Era un gran asceta perseguido por el diablo y mimado por Dios, con quien desde niño se había acostumbrado a mantener un diálogo familiar tal que muchos de sus prodigios se producían en el contexto de situaciones propiciadas por él como si fueran lo lógico. Con esa confianza rogó ayuda a una imagen del Niño Jesús para recuperar las llaves de la casa del prelado para el que trabajaba que se le cayeron al pozo. Y el Niño Dios las extrajo del mismo. Y es solo un ejemplo.
Profesó en 1752. Fue siempre ejemplar modelo de obediencia, caridad y humildad. Desarrolló con toda puntualidad labores de jardinería, cocina, enfermería, carpintería, albañilería, sastrería y también fue limosnero, aunque lo que le llenó de gozo fue actuar como sacristán. Se quedaba extasiado ante el Santísimo Sacramento y meditaba en la Pasión.
Esta le conmovía y quiso emularla antes de su ingreso en el convento, para lo cual pidió a un amigo que lo azotara. Él mismo se infligió penitencias en las que no faltaron los cilicios. Una vez, orando ante el Sagrario, prisionero del amor divino, le oyeron decir cándidamente: “Señor, déjame que me vaya, te ruego, pues tengo mucho que hacer”.
Una joven lo acusó ignominiosamente de haber faltado contra la castidad con una virtuosa mujer. Y Gerardo, viviendo la regla al pie de la letra, no se defendió. Con toda humildad aceptó las disposiciones de san Alfonso María de Ligorio que incluyeron para él una de las peores penitencias: quedar privado de la comunión. Dos meses más tarde la acusadora confesó su culpa, y su fundador quedó más conmovido aún por la virtud de Gerardo.
Este recibió numerosos dones sobrenaturales: discernimiento de conciencias, profecía, ciencia infusa, bilocación, dominio de los animales… Con firmeza, instando a muchos al arrepentimiento y sincera conversión de sus pecados, que él conocía por la gracia que se le dio de penetración de espíritus, logró numerosas conversiones. Cuando le atribuían milagros que ciertamente había obrado, recordaba: “Es fruto de la obediencia”.

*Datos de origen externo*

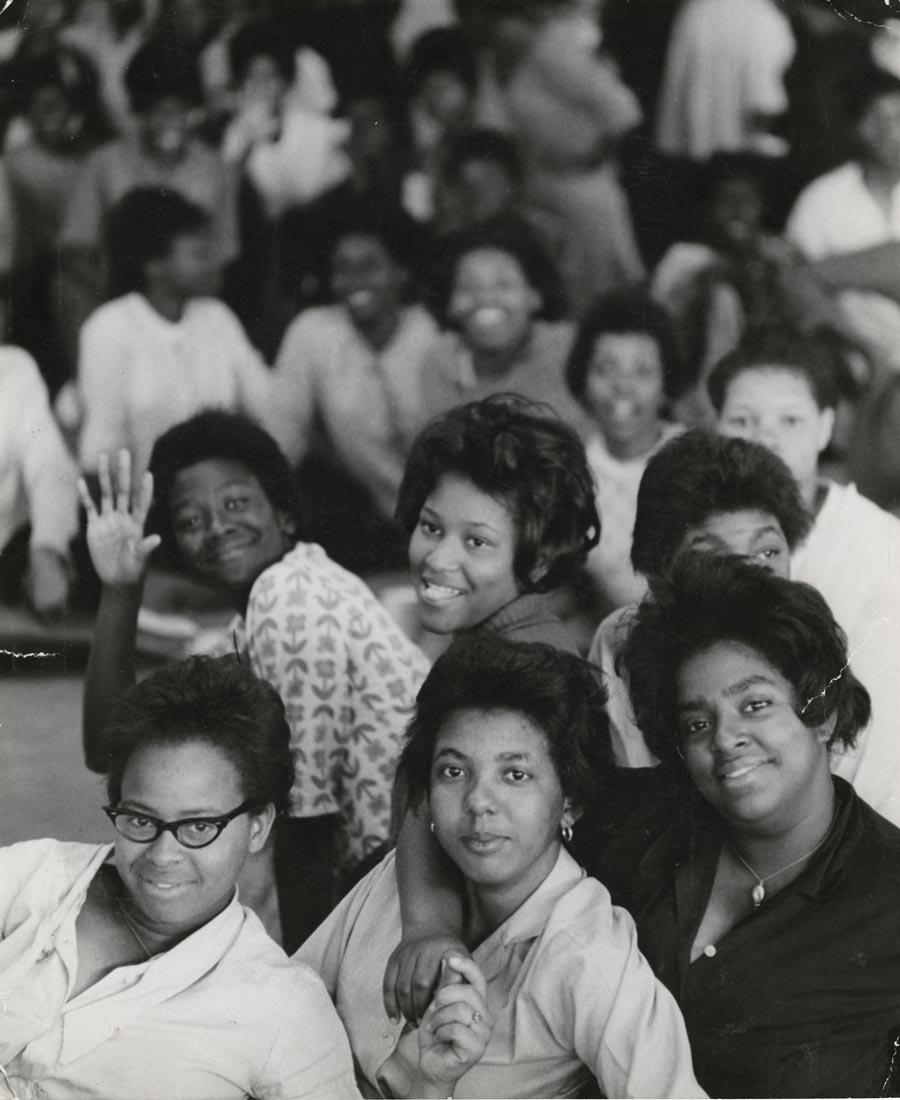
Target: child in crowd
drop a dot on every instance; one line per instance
(700, 493)
(289, 153)
(625, 366)
(165, 91)
(165, 349)
(780, 391)
(351, 370)
(498, 505)
(225, 504)
(491, 284)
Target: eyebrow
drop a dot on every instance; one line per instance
(432, 514)
(735, 689)
(505, 757)
(142, 807)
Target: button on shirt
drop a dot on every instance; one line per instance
(800, 998)
(222, 1014)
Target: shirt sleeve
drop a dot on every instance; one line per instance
(294, 389)
(622, 1021)
(102, 363)
(48, 474)
(310, 1056)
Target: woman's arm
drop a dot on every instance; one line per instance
(430, 894)
(120, 553)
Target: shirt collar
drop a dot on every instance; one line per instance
(531, 916)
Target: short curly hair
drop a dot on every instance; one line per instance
(231, 437)
(700, 474)
(217, 701)
(524, 455)
(705, 600)
(622, 312)
(809, 356)
(560, 693)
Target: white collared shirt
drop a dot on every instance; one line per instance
(140, 374)
(567, 986)
(222, 1014)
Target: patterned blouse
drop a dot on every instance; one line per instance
(348, 677)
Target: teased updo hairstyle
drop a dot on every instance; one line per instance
(216, 701)
(230, 437)
(525, 457)
(700, 474)
(705, 600)
(559, 693)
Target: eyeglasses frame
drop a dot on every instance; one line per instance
(219, 822)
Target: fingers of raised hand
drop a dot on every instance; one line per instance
(87, 501)
(123, 479)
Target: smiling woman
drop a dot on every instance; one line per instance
(106, 952)
(498, 505)
(226, 508)
(507, 748)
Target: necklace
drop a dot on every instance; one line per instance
(758, 892)
(132, 928)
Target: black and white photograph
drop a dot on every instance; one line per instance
(449, 549)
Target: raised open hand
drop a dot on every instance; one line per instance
(116, 538)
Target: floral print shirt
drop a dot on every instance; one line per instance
(348, 677)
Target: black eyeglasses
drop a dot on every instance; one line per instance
(190, 832)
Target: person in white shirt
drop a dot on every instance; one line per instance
(779, 389)
(39, 504)
(507, 749)
(353, 366)
(849, 212)
(132, 969)
(165, 349)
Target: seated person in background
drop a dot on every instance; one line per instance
(165, 91)
(498, 505)
(440, 79)
(62, 114)
(848, 220)
(733, 273)
(491, 285)
(39, 504)
(288, 152)
(624, 367)
(758, 882)
(349, 373)
(780, 391)
(481, 184)
(225, 506)
(705, 494)
(131, 969)
(505, 752)
(165, 349)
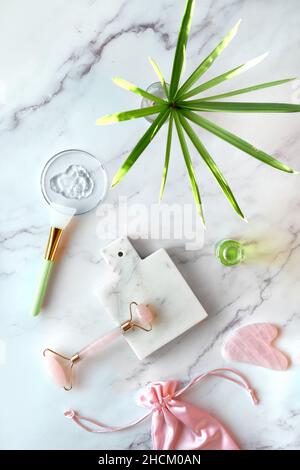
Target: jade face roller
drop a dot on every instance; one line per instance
(73, 182)
(60, 367)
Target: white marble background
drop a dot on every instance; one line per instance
(57, 59)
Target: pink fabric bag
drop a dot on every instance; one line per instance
(176, 424)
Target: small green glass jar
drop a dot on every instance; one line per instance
(230, 252)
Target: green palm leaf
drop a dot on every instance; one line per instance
(132, 114)
(208, 61)
(160, 75)
(224, 76)
(211, 165)
(179, 57)
(236, 141)
(234, 107)
(141, 145)
(189, 166)
(139, 91)
(248, 89)
(167, 156)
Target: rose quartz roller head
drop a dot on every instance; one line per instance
(60, 367)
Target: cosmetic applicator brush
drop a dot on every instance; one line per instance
(60, 217)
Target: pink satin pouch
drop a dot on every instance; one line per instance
(176, 424)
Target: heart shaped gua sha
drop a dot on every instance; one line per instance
(253, 344)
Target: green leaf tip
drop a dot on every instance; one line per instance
(208, 61)
(132, 114)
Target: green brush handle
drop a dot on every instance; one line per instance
(42, 287)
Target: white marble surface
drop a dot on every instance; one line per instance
(154, 281)
(57, 59)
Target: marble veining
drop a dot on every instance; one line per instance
(57, 62)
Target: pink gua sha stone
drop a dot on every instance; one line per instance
(253, 344)
(58, 370)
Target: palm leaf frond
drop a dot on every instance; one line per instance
(208, 61)
(132, 114)
(236, 141)
(179, 58)
(240, 107)
(141, 145)
(167, 157)
(160, 76)
(189, 166)
(248, 89)
(224, 76)
(139, 91)
(211, 165)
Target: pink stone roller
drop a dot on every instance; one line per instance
(60, 367)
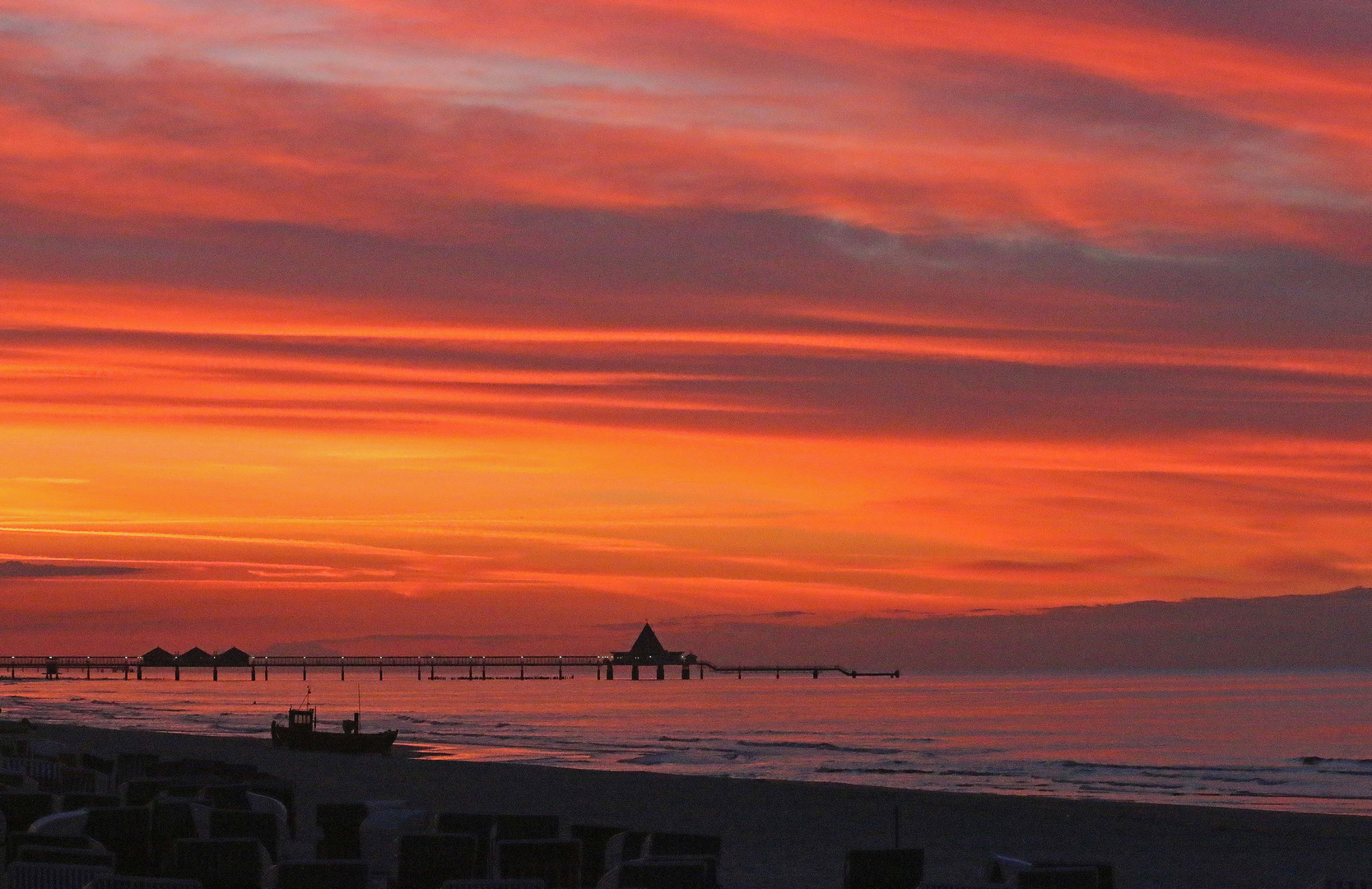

Añoró morir de una enfermedad contagiosa que lo mantuviese desamparado de todos. En agosto de 1755, enfermo del pulmón, sufrió una hemorragia y colocó este cartel sobre el dintel de su celda: “Aquí se hace la voluntad de Dios, como Dios quiere y hasta cuando Él quiera”. Se le reveló la fecha de su muerte: el 8 de septiembre de ese año. Pero momentáneamente surtió efecto la carta de su director espiritual pidiéndole que sanase. Gerardo decía: “El día 8 había de morir, pero lo impidió el P. Fochi”.
Sus sufrimientos duraron hasta la madrugada del 16 de octubre. Antes vaticinó la hora exacta de su deceso, que se produjo en la casa de Materdómini (Avellino), hallándose solo, como deseaba, porque el hermano que le asistía había salido a tomar un vaso de agua. Por equivocación del responsable de tocar la campana del convento, que estaba imbuido por la emoción de la pérdida del santo, el tañido fue de gloria, no de difuntos. León XIII lo beatificó en 1893. Pío X lo canonizó el 11 de diciembre de 1904.